たった1人の家族である最愛の娘が暴行された挙句殺され、生き甲斐を奪われてしまった平凡な父親が犯人の少年達に復讐を行う作品です。
 
よくあるプロットですが観ていて気持ちの良い物語ではありません。
作品の性質上仕方ないのですがステレオタイプな今時の若者像なども差別的で不快です。
 
野蛮でノーテンキな外国映画みたいに犯人一味を皆殺しにしてハッピーエンドで終わる訳もなく、淡々と復讐者となった1人の男の哀しき背中を追い続けます。
そこに被害者ではなく加害者を守る法律への憤りを感じながらも彼を追う若手刑事の視点を交差させながら救いのない結末まで突き進んで行く。
 
復讐は残された者の自己満足であり亡くなった人は望んでないというのも正しい見方なのかもしれませんが誰がその行為を「間違っている」と否定出来るでしょう?。
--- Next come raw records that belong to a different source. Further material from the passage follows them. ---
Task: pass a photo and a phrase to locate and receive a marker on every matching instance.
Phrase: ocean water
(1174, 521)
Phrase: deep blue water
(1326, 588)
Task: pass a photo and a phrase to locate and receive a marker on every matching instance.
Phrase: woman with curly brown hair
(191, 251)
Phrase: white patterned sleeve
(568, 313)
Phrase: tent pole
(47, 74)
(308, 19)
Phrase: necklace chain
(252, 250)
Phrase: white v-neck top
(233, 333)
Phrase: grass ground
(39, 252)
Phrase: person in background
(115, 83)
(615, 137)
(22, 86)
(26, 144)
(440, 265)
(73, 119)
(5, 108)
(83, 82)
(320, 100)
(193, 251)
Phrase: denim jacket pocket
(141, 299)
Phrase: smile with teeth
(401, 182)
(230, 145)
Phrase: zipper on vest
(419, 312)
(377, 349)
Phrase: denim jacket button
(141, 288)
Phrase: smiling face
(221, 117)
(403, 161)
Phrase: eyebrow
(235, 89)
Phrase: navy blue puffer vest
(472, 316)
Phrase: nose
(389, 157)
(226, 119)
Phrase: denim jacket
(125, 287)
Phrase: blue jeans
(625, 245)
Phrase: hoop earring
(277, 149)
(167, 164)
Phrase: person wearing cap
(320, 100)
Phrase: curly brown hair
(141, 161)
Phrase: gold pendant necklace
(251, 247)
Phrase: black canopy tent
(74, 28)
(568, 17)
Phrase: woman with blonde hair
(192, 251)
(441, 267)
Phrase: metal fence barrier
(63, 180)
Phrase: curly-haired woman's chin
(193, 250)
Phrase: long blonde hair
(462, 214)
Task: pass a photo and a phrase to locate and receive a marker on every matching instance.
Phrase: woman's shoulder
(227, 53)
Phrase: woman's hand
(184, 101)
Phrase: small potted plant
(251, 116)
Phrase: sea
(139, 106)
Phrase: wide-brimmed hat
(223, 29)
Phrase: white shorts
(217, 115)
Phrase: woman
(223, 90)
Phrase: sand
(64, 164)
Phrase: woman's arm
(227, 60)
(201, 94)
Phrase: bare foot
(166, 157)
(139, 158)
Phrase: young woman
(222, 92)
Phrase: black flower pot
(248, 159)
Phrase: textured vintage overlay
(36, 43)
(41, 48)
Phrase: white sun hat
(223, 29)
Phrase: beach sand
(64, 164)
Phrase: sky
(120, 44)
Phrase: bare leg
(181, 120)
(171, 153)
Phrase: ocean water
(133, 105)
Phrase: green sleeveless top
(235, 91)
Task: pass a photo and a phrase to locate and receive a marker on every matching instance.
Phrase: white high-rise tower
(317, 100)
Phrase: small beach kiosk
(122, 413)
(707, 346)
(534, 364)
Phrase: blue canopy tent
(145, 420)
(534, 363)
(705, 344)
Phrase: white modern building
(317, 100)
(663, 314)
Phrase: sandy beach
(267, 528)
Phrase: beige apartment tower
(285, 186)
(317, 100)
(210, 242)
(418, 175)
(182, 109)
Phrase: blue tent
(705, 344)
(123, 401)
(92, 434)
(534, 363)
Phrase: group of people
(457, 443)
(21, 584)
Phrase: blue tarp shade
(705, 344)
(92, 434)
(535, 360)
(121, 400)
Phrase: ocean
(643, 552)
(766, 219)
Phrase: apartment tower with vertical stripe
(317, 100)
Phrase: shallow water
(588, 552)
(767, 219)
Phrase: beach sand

遺族の救いになる筈の法による厳罰が望めず、ましてや仕事をしない神様の天罰なんて端から期待出来ない。
そんな理不尽が許せるのか?。
 
例によって日本映画。
お利口な展開に終始し「正しい正義なんてない」という当たり前の事実だけを突き付けて幕を閉じ、結果もやもや感しか残りませんでした。
原作は登場人物の心情をもっと深く掘り下げているのでしょうが、こうも端折られると2時間ドラマと大差ないなというのが正直な感想です。